Droga, ktorą tu opisaliśmy ma
jeszcze i tę właściwość, że "myśli się" i śni jeszcze długo po powrocie
do domu. A kiedy dodatkowo przywozimy ze sobą skarby, których nie
znajdziesz nigdzie indziej, nie pozwoli o sobie zapomnieć.
Spotkaliśmy
się na katedralnym szlaku. Właściwie to nawet trochę na siebie
wpadliśmy (w lewej nawie, tuż za transeptem). Mędrcy, jak mówi o nich
Tradycja, aby tu przybyć, musieli pokonać długą i pełną niebezpieczeństw
drogę. A przybywszy na miejsce zachowali się jak na prawdziwych
Mędrców przystało: choć z pewnością ponad miarę egzotyczni, skierowali
swoją uwagę nie na siebie, ale na tego, którego zapowiadała im Gwiazda.
Nie wypowiedziawszy ani jednego słowa, wszak Słowo mieli przed sobą,
"upadli na twarz i oddali Mu pokłon. I otworzywszy swe skarby,
ofiarowali Mu dary: złoto, kadzidło i mirrę" (Mt 2, 9).

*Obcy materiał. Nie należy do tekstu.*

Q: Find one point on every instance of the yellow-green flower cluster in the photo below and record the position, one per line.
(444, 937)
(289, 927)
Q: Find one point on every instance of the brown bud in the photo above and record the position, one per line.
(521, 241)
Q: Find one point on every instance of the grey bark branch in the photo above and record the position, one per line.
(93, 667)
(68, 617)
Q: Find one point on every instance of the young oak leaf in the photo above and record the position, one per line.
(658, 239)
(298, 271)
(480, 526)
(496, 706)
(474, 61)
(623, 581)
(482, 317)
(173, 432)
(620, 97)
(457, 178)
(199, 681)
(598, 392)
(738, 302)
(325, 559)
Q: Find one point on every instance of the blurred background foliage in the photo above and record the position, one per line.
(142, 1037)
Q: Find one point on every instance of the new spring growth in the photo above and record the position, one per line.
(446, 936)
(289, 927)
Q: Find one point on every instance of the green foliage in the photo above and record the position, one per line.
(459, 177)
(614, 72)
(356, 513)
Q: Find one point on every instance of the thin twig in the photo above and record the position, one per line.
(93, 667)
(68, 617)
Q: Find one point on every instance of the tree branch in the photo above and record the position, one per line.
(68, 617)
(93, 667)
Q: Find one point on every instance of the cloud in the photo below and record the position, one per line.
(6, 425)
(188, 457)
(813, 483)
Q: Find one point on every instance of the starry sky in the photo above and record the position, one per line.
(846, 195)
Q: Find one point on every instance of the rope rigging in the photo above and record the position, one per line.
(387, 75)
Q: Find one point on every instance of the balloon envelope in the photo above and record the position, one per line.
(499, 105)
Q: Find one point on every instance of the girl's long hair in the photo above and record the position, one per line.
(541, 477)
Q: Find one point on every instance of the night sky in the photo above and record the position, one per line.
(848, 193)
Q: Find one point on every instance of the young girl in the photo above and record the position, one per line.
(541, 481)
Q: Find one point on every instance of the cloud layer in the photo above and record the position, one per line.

W drodze powrotnej przyśnił im się Anioł, który nakazał im wrócić do domu inną drogą niż tu przybyli.
W dzień
taki jak dziś Kościół kładzie nam przed oczy taki właśnie opis
zdarzeń. I tak też uwiecznił go na szkle (i przy pomocy szkła)
średniowieczny artysta.
Witraż ten nie
pochodzi jednak z katedry w Kolonii, która w sposób szczególny
dedykowana jest przedstawionym na scenie postaciom*.
To
"pamiątka" z Tours, z jednej z niewielu katedr (na pewno jest nią także ta w
Bourges), które nawet w czasach największego terroru nie utraciły
swojej malowanej światłem szaty.
W
katedrze kolońskiej napotykam natomiast miniaturę labiryntu. Figura z
tej samej co w Saint-Quentin czy Chartres rodziny znajduje się jakby
trochę w ukryciu, tuż przed drzwiami prowadzącymi... dokąd? nie wiem, może
pod prezbiterium?
Labirynt. To prastare
wyobrażenie ludzkiego losu w symbolice chrześcijańskiej nie jest już
postrzegane jak jego odległy, antyczny "krewny". Nie wyobraża już
ślepego fatum, niepokojącej i nieprzyjaznej człowiekowi siły, która bawi
się nim, stawiając na drodze rozmaite pułapki. W symbolice
chrześcijańskiej, zwłaszcza w sztuce katedr, labirynt oznacza już dla nas
całkowitą pewność: nie zbłądzi ani nie ustanie w drodze ten,
dla którego światłem będzie Chrystus, w mistyczny sposób rodzący
się w człowieczej duszy wciąż na nowo.
Surge, et illuminare Jerusalem, quia gloria Domini super te orta est!**
Ten
sam "motyw", choć już bardziej rozwinięty niż ten katedralny i ułożony
już nie z kosztownego materiału a z chodnikowej kostki, znajduję przed
kościołem świętego Seweryna, 1500 metrów dalej.
Jest
gorące sobotnie popołudnie. Kościół zamknięty z powodu trwających w nim
i wokół niego prac remontowych. Na skraju kościelnego placyku stoi
odlana w brązie figura pięknego dziewczęcia, noszącego wiele imion odsyłających do wyrobów
firmy Stollwerck [1].
A my?
Podczas
gdy niczego nieświadomy gołąb przecina kolejne węzły labiryntu, a
piękna Gerda częstuje przechodniów pralinkami - my wybieramy się
odwiedzić Przyjaciół. Jedziemy do leżącej na obrzeżach miasta dzielnicy
Hochenhaus.
Droga…
Pozdrawiam Was, Których na niej spotkałem!
Tekst i zdjęcia:
Paweł Schulta
_______
PRZYPISY
* To
przecież właśnie relikwiom Mędrców, które przybyły do miasta w roku
1164, katedra zawdzięcza swój dzisiejszy kształt; z powodu nagłego wzrostu liczby pielgrzymów Kolonia stała się
wkrótce trzecim w Europie Zachodniej po Rzymie i Santiago de Compostela
celem pielgrzymów. Prace
złotnicze nad stworzeniem imponującego "relikwiarza relikwiarzy" trwały
nieprzerwanie 40 lat.
** Z graduału na uroczystość Objawienia Pańskiego, czyli Trzech Króli. Izajasz 60, 1.
[1] Niemiecki producent czekolady (przypis pochodzi od Redakcji).